All this makes some new in-house ads from Channel 4 for its coverage of the England/South Africa series, starting this week, interesting. They are about as far removed from Sky syndrome as you can get, for which we should all be grateful.

Just as football benefited from the vigour and energy of Sky's coverage, so Channel 4's coverage of cricket has been a breath of fresh air after years of the BBC's jolly japes style of public school broadcasting.

For a sport whose fanbase profile was in danger of resembling that of the Tory Party's (ie. ageing, irrelevant and from the Shires), this can only be a good thing.

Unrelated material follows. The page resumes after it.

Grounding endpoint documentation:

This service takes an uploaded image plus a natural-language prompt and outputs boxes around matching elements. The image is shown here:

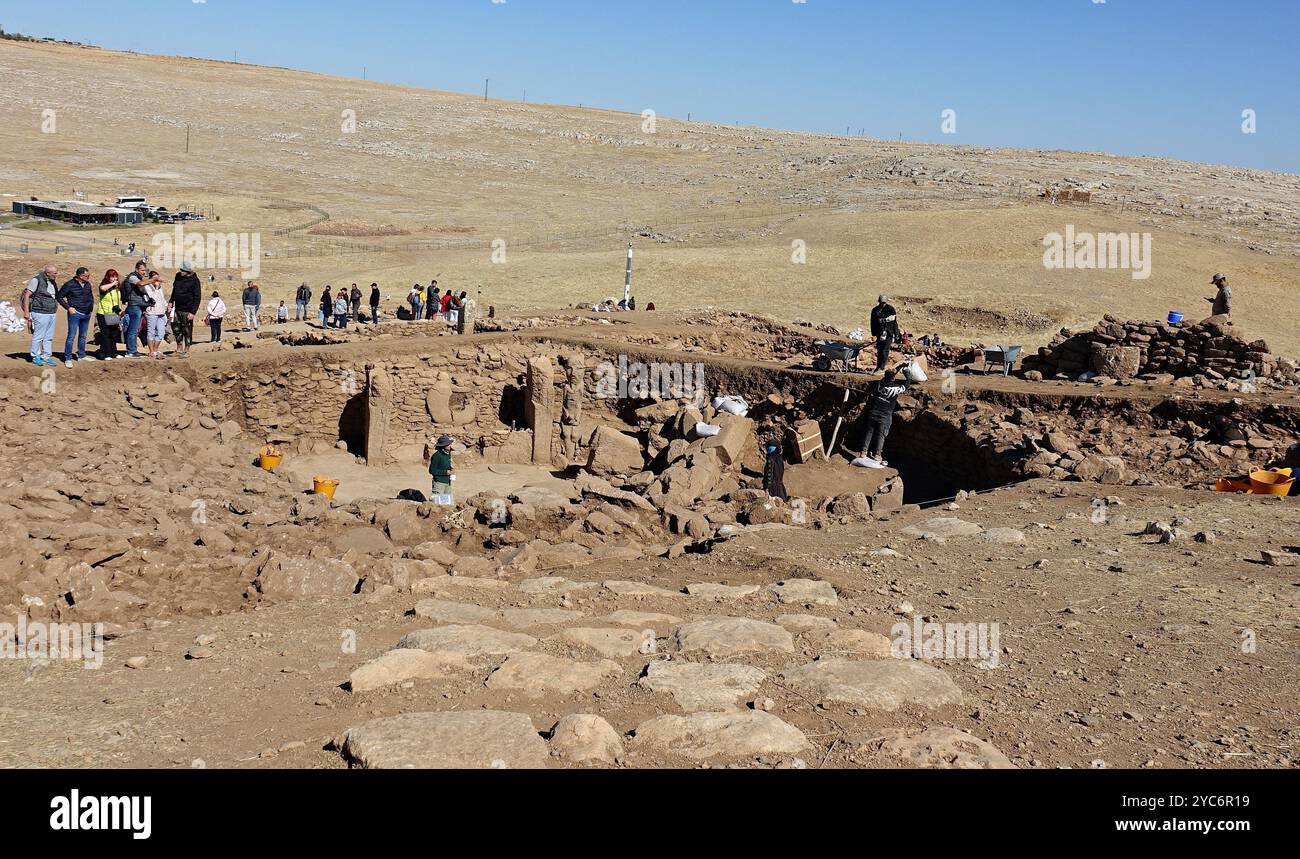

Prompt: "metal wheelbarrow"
[984,346,1024,376]
[813,340,867,373]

As in all broadcast rights deals, the relationship is symbiotic. Just as cricket needs Channel 4 to bring in new, younger audiences who don't traditionally watch cricket, so Channel 4 needs the archetypal upmarket cricket fan (20 years younger, of course) to attract the advertisers it needs if it is to recoup its investment.

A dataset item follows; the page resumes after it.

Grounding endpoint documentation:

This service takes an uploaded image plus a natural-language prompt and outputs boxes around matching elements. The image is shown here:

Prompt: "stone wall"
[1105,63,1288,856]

As for the ads ... you know when a car manufacturer runs a car ad without a car and everybody takes a sharp intake of breath, half admiring in an "ooh er, that's a bit brave" way, half apprehensively in a "there must be a good reason - maybe it's really ugly" way.

Well, that's the starting point for these Channel 4 ads. A variety of spots show men being dutiful. In one, a man listens to his daughter murdering the oboe at a school concert; in another, dad is shocked to realise they are going to the mother-in-law's for lunch; in the third, an I'd-rather-be-somewhere-else father is attending his son's graduation. And where would they rather be? Why, watching the cricket, of course, a point made by the strapline: "It's just not cricket." As for the live action shots so beloved of sports trailers, they're confined to about two seconds at the end. Why? Don't they have faith in the product itself?

I'm a bit equivocal about these ads. I like the fact that they don't resort to military metaphor and crude hype. They're quite lateral, in a gentle sort of way.

On the other hand, they strike me as slightly apologetic. That's because they don't promote cricket as an attractive sport in its own right, merely a better alternative to fulfilling dull family obligations - and we can all think of a million things to do that would be better than those.

As a result, all these ads do is remind the dedicated fan that the cricket is on Channel 4, without doing much to sell the game to the unconverted.

If you're a cricket fan, you want broadcasters to promote the game to the widest possible audience. Channel 4 has done a wonderful job in this respect to date so this development, just like the traditional England middle-order collapse, is a disappointment.

Dead cert for a Pencil? Sorry, it won't trouble the scorers.

File under ... F for forward defensive.

What would the chairman's wife say? "I take it you won't be coming to

lunch with my mother on Saturday then."